Functional Medicine Considers the Mind-Body Connection
There is more to wellness than diet and exercise. Stress, emotional state, relationships and community are figured into each patient’s story. Consider a person that goes home to an abusive or high-stress environment each day. We know that this causes a cascade of hormones to be released within the body, causing a fight or flights response. Those hormones can cause inflammation, digestive dysfunction, thyroid imbalance and more. If we truly want to understand why a patient is suffering, we have to understand the patient’s state of mind and spirit, and not just their symptoms. This means that at every encounter with a patient, I bring my expertise as a doctor and they bring expertise about their body and experiences. Together, we are an expert team.
Together, we create a plan and implement it with an open mind.

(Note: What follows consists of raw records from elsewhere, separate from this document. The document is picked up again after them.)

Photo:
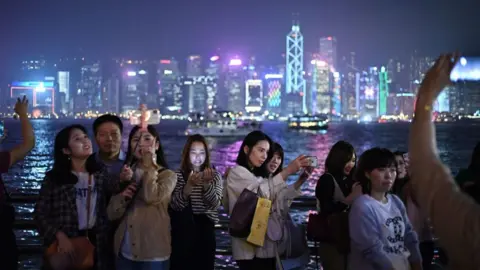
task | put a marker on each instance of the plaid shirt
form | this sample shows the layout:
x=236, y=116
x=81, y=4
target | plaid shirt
x=56, y=210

If something does not feel right for either one of us or if it isn’t working, we change course. We must be open to the reality that the body is dynamic and ever-changing so if needed, we may shift course or throw the plan out the window and start again.
Functional Medicine is Individualized
Functional medicine also diverges from Western medicine in that no two treatment plans are alike. We call this individualized care or precision medicine. Each patient’s care plan is as unique as their body is. For example, while there are guiding principles that can be applied in every diabetes plan, just because two people share the condition of high blood sugar, it does not mean that their conditions developed for the same reasons or even with the same underlying biochemical patterns. To effectively care for each patient, functional medicine providers must tailor treatment and stay engaged to make sure that the patient responds favorably.
Not just symptom relief, but optimal health
This intentional and comprehensive approach is why functional medicine is reversing tragic diseases like diabetes, autoimmunity, cardiovascular disease, metabolic syndrome and even cognitive decline. By understanding the interconnectedness of every system in the body and applying evidence-based medical practice, each body has to opportunity to heal. This is what our bodies innately do, otherwise we wouldn’t survive a paper cut. Using scientific principles to tap into this innate wisdom is how functional medicine is answering today’s chronic disease epidemic. Functional medicine not only heals disease, but it sets the foundation for optimal health and longevity!